Since my group stopped doing free play a couple of years ago while we relearned a new core to our longsword, I never got around to making myself a "portapiece" for my main freeplay coat. Now that we've restarted, I'd forgotten my planned project...
Well, until Matt Cacy gack'd me though the gap 3 weeks ago with his Albion. :eek:
So without further ado, a simple "portapiece".
The coat turned inside out to show the added defense.


Since I've never mastered a sewing machine all work was done by hand. I used a stout waxed linen leather working thread to attach the piece with a tight whip stitch. 90ish percent of the "gap thrusts" seem to flow from the right to the left so I attached the "portapiece" on the left side of the coat.
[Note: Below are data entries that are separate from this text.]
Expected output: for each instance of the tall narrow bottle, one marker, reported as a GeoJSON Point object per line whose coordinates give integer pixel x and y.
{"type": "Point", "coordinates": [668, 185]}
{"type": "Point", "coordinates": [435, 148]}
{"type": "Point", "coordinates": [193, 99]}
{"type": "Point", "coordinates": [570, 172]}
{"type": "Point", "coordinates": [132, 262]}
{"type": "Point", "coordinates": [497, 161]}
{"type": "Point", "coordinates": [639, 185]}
If you make one to match your coat, you can just use multi-layers of linen or a padded shell. you can attach one with points on the inside of the coat, whip stitch it to the liner, button it, or attach it by matching it to a quilted seam on your coat and stitching it though all layers.
Matching linen can be bought cheap on line.
What the coat looks like with a matching "portapiece" from the outside.

In use the coat would be pointed shut.